As Christian parents, we must always remember that this earth is not our home — or our children’s home. We are merely pilgrims passing through, and our true citizenship is in Heaven. So as we help our children shape their vision for the future, let’s be sure we are promoting them down a path of real Christianity. Let’s be sure we are not passing on a soft Gospel in which they can live a self-focused life and tag Jesus on somewhere in the background. Let’s be sure that they are pursing God’s dreams for their lives — not the world’s empty allurements.
Remember that God has entrusted our children to us for a short season, not so that we can cling to them and shape their lives according to our own desires. Rather, He gives them to us so that we can surrender them back to Him.
One of the most powerful stories I’ve ever read is the story of John Paton’s father in 1858, on the day that John left for the mission field. His father had always desired his son to live a poured-out life for Jesus Christ. He had prepared him, trained him, and helped him discover a passionate, vibrant, daily relationship with Christ. Now, John was grown, ready to sacrifice his very life in order to bring the Gospel to the lost. His father knew that he would very likely never see his son again once he left for the mission field. Here is John’s description of their parting:
My dear father walked with me the first six miles of the way. His counsel and tears and heavenly conversation on that parting journey are fresh in my heart as if it had been but yesterday; and tears are on my cheeks as freely now as then, whenever memory steals me away to the scene. His tears fell fast when our eyes met each other in looks for which all speech was vain! He grasped my hand firmly for a minute in silence, and then solemnly said: “God bless you, my son! Your father’s God prosper you, and keep you from all evil!” Unable to say more, his lips kept moving in silent prayer; in tears we embraced, and parted.

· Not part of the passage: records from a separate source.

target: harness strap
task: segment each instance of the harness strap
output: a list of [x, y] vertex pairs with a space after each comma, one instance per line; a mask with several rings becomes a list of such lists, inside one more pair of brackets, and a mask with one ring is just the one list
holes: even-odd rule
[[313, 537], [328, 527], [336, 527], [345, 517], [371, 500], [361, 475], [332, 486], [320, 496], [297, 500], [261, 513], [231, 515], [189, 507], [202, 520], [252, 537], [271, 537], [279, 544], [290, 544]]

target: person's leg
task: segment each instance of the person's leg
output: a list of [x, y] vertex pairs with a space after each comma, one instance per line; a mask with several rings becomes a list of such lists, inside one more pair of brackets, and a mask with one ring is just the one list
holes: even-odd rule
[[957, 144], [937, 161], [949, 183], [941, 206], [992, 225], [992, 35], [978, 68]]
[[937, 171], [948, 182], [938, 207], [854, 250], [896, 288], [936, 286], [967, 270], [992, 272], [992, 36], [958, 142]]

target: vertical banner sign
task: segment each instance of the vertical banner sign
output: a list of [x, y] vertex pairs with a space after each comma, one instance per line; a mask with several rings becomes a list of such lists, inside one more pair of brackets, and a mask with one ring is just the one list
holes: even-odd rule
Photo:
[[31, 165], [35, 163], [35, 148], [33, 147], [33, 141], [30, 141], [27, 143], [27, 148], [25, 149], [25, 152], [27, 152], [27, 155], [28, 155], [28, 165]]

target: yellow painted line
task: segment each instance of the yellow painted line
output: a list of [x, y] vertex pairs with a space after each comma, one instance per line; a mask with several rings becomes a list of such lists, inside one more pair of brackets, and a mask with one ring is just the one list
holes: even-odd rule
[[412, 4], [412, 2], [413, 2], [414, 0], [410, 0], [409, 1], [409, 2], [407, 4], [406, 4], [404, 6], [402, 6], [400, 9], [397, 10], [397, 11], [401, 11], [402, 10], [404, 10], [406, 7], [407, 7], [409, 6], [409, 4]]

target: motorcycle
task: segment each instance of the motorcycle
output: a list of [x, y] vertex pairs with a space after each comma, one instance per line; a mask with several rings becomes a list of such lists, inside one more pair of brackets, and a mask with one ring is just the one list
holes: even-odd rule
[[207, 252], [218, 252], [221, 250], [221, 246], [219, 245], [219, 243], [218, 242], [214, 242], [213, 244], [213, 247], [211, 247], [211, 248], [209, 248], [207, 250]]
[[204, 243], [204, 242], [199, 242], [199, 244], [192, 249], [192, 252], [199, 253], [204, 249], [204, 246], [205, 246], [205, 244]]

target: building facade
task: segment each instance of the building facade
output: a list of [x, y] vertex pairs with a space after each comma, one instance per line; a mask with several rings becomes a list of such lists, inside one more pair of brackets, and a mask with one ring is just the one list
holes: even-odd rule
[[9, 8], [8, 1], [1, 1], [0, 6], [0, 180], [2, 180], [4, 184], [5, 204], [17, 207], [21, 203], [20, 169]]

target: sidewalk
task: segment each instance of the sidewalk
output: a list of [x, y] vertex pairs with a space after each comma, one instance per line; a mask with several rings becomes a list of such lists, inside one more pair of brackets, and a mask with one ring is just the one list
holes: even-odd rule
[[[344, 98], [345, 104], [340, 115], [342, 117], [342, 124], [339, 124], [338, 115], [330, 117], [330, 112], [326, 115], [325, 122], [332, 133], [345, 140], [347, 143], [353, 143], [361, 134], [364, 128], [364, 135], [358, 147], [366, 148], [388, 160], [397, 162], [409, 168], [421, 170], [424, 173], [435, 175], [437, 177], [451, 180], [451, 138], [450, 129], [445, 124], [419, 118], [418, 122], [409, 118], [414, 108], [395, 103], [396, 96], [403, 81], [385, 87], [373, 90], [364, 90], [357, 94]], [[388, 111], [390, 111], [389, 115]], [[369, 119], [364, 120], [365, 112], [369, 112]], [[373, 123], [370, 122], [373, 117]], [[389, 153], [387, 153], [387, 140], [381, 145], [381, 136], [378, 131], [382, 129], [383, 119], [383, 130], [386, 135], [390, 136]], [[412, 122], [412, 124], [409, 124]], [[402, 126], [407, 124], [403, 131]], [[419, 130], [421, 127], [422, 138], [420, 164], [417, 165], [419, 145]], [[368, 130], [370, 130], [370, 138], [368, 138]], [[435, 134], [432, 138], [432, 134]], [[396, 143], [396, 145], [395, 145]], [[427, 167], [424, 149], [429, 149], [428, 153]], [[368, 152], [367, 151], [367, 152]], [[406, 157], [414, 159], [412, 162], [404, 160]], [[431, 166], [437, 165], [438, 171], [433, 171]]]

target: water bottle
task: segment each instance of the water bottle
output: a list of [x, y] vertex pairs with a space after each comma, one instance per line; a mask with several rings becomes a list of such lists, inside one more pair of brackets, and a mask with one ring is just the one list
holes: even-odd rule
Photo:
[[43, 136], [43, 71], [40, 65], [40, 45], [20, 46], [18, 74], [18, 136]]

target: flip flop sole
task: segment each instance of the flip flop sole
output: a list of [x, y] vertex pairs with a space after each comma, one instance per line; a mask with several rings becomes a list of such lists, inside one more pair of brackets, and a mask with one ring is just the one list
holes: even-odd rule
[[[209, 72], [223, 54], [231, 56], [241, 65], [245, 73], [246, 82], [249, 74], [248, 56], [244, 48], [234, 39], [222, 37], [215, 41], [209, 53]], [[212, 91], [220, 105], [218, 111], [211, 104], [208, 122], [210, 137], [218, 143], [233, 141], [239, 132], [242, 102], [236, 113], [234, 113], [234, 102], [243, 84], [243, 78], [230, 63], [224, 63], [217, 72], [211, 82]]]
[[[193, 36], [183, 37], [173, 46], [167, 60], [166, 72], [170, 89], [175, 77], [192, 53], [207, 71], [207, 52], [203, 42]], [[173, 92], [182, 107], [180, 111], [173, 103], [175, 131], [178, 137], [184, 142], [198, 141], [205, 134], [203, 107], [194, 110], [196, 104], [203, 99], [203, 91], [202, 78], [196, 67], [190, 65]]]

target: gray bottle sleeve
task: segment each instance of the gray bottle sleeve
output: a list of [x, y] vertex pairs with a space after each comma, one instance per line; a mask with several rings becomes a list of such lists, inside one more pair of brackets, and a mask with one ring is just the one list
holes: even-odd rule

I ran off as fast as I could; and, when about to turn a corner in the road where he would lose sight of me, I looked back and saw him still standing with head uncovered where I had left him gazing after me.
I watched through blinding tears, till his form faded from my gaze; and then, hastening on my way, vowed deeply and oft, by the help of God, to live and act so as never to grieve or dishonor such a father and mother as He had given me. The appearance of my father when we parted has often through life risen vividly before my mind, and does so now as if it had been but an hour ago. In my earlier years particularly, when exposed to many temptations, his parting form rose before me as that of a guardian Angel. It is no pharisaism, but deep gratitude, which makes me here testify that the memory of that scene not only helped to keep me pure from the prevailing sins, but also stimulated me in all my studies, that I might not fall short of his hopes, and in all my Christian duties, that I might faithfully follow his shining example.
This story never fails to challenge me with the question: have I surrendered my children completely to God? Am I willing to allow Him to do whatever He wants to do with their lives and futures? If He calls them to suffer for His sake, am I willing to allow it? If He calls them to a life of difficulty and sacrifice, will I allow it? Will I continually point them toward the narrow path, even if it means they will not be recognized or applauded by this world — even if it means that God may call them to the ends of the earth, far away from where I am? Do I long for their lives to reflect His glory rather than reflect my own parenting achievements?
In the eternal scheme of things, it really doesn’t matter if my children graduate at the top of their class, become amazing athletes, or receive worldly accolades. All that really matters is that they give their lives wholly and completely to Jesus Christ and live for His glory alone.
This week, I encourage you to pray God-sized prayers over your children’s futures, point your children toward His dreams for their lives, and then watch and see what He will do!